5-HT is a low-molecular-weight substance with receptor subtypes designated 5-HT₁ to 5-HT₇. 5-HT acts as a neurotransmitter in the central nervous system and as a messenger molecule in the periphery. For example, it is released from enterochromaffin (EC) cells in the small intestinal epithelium and acts as a local hormone. 5-HT is stored in platelets and released upon stimulation and is involved in blood coagulation by promoting platelet aggregate formation (hemostatic thrombus). 5-HT has been reported to be involved in the promotion of liver regeneration [49]. That is, thrombocytopenic mice have impaired liver regeneration, and the administration of 5-HT restores liver regeneration. However, since platelets also contain other mediators (PDGF, HGF, etc.) that promote hepatocyte proliferation, it is necessary to examine whether this is a direct or indirect action of 5-HT.

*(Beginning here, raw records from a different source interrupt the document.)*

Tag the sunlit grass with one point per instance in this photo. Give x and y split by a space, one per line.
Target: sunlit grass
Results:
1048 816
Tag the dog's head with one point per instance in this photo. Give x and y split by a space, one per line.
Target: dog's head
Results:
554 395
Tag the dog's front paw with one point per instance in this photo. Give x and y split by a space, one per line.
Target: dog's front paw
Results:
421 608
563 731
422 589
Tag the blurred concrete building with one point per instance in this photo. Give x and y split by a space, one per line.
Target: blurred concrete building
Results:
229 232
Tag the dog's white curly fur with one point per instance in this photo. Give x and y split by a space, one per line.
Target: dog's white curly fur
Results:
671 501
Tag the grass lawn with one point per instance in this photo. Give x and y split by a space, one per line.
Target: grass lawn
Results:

When we examined the direct action of 5-HT on the proliferation of hepatocytes in culture, we found that 5-HT promotes the autocrine secretion of TGF-α from the hepatocytes via the 5-HT_2B/Gq/phosphoinositide-specific phospholipase C (PLC)/Ca²⁺ pathway. We then found that the secreted TGF-α directly promotes DNA synthesis and hepatocyte proliferation (Figure 2) [14,17,18].

GH is a single-chain peptide consisting of 191 amino acids, which is secreted from the anterior pituitary gland. GH induces functional changes in the metabolic capacities of various organs, such as the growth and differentiation of cells and tissues, bone mineralization, and the metabolism of carbohydrates, lipids, and proteins [28]. Its receptor is a Janus kinase 2 (JAK2)-related type. In vivo, GH is known to promote liver regeneration in PHx rats [50].

We examined the effects of GH on the proliferation of hepatocytes and intracellular signaling pathways in culture. GH promotes the autocrine secretion of IGF-I from the hepatocytes via the GH receptor/JAK2/PLC/Ca²⁺ pathway. We then found that the secreted IGF-I directly promotes DNA synthesis and hepatocyte proliferation (Figure 2) [15,16,23].